Bernice, I'm curious what you mean by lots more? Besides the engine and bumpers, it's the headlights, perhaps the emissions equipment (and related interior warning lights), the taller springs. Tires on U.S. cars were narrower and likely lighter.
I would guess that the bumpers are about 85-90% of the actual weight difference, would you agree? I've heard these are around 80 lbs each (around 160 lbs for both), I'll weigh mine when they come off my car eventually in favor of TMH Montecarlo replicas. What do the Montecarlo bumpers weigh, perhaps 40 lbs for both? A significant number of Scorpions already have this done -- it's a relatively common job, but certainly not a walk in the park to convert, as you did a great job of illustrating.
Most U.S. Scorpions, including mine, lost all their emissions equipment years ago, perhaps 30-odd lbs worth of gear including the air pump and catalytic converter.

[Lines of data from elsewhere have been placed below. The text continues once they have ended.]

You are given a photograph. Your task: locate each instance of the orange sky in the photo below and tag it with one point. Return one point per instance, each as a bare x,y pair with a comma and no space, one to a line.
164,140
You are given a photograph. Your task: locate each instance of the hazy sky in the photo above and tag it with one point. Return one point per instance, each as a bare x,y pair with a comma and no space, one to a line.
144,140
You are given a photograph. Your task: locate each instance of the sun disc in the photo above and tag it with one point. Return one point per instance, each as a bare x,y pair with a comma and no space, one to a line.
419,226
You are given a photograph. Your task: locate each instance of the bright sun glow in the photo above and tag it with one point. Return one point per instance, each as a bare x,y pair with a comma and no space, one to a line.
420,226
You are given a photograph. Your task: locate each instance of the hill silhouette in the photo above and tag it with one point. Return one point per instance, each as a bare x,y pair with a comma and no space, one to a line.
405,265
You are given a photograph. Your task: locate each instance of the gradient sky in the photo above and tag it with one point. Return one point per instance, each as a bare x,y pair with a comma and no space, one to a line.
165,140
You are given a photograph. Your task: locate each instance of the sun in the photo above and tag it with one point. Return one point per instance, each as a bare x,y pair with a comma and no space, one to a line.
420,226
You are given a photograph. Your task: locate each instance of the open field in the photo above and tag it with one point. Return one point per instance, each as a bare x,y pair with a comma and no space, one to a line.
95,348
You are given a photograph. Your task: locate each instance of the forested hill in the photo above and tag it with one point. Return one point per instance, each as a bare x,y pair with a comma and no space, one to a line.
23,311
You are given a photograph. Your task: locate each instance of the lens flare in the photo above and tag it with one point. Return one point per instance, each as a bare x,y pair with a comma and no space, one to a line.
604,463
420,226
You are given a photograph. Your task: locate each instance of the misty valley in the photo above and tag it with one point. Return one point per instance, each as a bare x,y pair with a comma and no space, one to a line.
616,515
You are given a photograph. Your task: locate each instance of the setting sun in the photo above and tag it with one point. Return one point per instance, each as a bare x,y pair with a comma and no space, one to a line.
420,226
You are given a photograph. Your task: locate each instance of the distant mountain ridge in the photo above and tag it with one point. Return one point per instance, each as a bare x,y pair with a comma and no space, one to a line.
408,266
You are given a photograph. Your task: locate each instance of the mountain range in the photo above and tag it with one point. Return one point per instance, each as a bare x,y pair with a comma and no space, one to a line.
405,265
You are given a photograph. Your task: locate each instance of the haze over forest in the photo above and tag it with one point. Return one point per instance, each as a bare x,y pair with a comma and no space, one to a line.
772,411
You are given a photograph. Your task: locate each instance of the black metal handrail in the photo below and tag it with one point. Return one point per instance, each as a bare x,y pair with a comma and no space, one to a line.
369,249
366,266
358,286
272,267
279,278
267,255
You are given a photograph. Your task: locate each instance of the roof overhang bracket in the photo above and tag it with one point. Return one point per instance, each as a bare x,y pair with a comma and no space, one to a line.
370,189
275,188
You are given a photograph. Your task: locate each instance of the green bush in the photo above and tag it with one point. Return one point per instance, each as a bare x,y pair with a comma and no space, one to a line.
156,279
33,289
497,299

I'd be interested in your measured weight savings on the Montecarlo headlight conversion. I'd suspect that's maybe 15-20 lbs worth of motor, riser linkage, etc, but it's more weight over the front end which is somewhat beneficial, theoretically. I will be doing a Beta Zagato quad-light conversion instead, just personal preference. I'd guess the weight savings are similar.
Montecarlo springs are readily available from TMH for a couple hundred dollars and I don't think a couple fewer coils changes weight dramatically. I am using X1/9 suspension, currently, which gives a nice height drop.
What am I missing? In period road tests (I have the Brooklands compendium), most Euro cars were claimed at roughly 2,250 lbs curb weight (emptied of fluids, I'm sure). U.S. cars were roughly 2,450 lbs, again curb weight without full fluids. About a 200-lb difference all-told, of which the bumpers are the vast majority. That's an average American passenger!
I feel like the Euro 2.0-liter engine making fully 50% more power than the U.S. 1.8 is the bigger part of the equation, which is why more folks focus on that.
Everything is fixable, fortunately, as you and others here are proving.